Review: Diocletian – Gesundrian

Location: Auckland, New Zealand
Genre: Death/Black Metal
Released: May 13, 2014
Format Reviewed: FLAC
Feature: Global Conquest – Recent Releases

By: Kris Kotlarik

Diocleatian has been active since 2004, and Gesundrian is their third full-length release. New Zealand isn’t known for being a prominent producer of heavy metal; this list of “essential New Zealand metal bands” contains nobody that I am familiar with. For all intents and purposes, Gesundrian is my first encounter of Kiwi metal. What initially drew my attention is their first official EP, the incredibly raw Decimator from 2007. Thankfully, the production has improved markedly but the band still maintains a certain raw edge to their sound.

As for what the best songs are, I can’t really make that conclusion because most of them are very similar to each other, with minor nuances that make them stand out at least a little bit. In general, you should expect mid-to-uptempo death metal riffs with downtuned guitars and triplet blast beats. A possible comparison is Behemoth’s Zos Kia Cultus, and one song, “Steel Jaws,” specifically reminded me of Behemoth. But even though the formula here is fairly standard, there’s plenty of unique moments that help this record stand out.

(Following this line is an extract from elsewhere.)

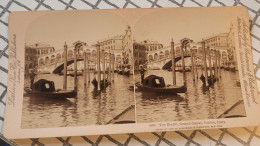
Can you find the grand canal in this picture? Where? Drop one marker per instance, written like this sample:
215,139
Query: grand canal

The aforementioned “Steel Jaws” starts with an absolutely chunky bass riff and boasts the album’s only resemblance of a guitar solo. “Summoning Fear” is the fastest track, at least for most of it, and has a dual vocal “chorus” that adds more aggression to an already punishing song. “Beast Atop The Trapezoid,” aside from having a unique name in and of itself, has an effective breakdown. The closer, “Zealot’s Poison,” is a short, relatively straightforward thrashing number. “Wolf Against Serpent” has the highest-tuned guitars here and is probably the most accessible track.  The opener, “Cleaved Asunder,” wastes three minutes with a generic sword fighting and horse-neighing intro before setting the mood with a doom-esque song, not unlike the title track to Decimator. “Wretched Sons” and “Traitor’s Gallow” are extremely similar to each other, each with almost the same length, similarly fast and low-tuned guitars.

Overall: Gesundrian probably won’t knock your socks off a thousand times over, but it’s definitely worth a spin.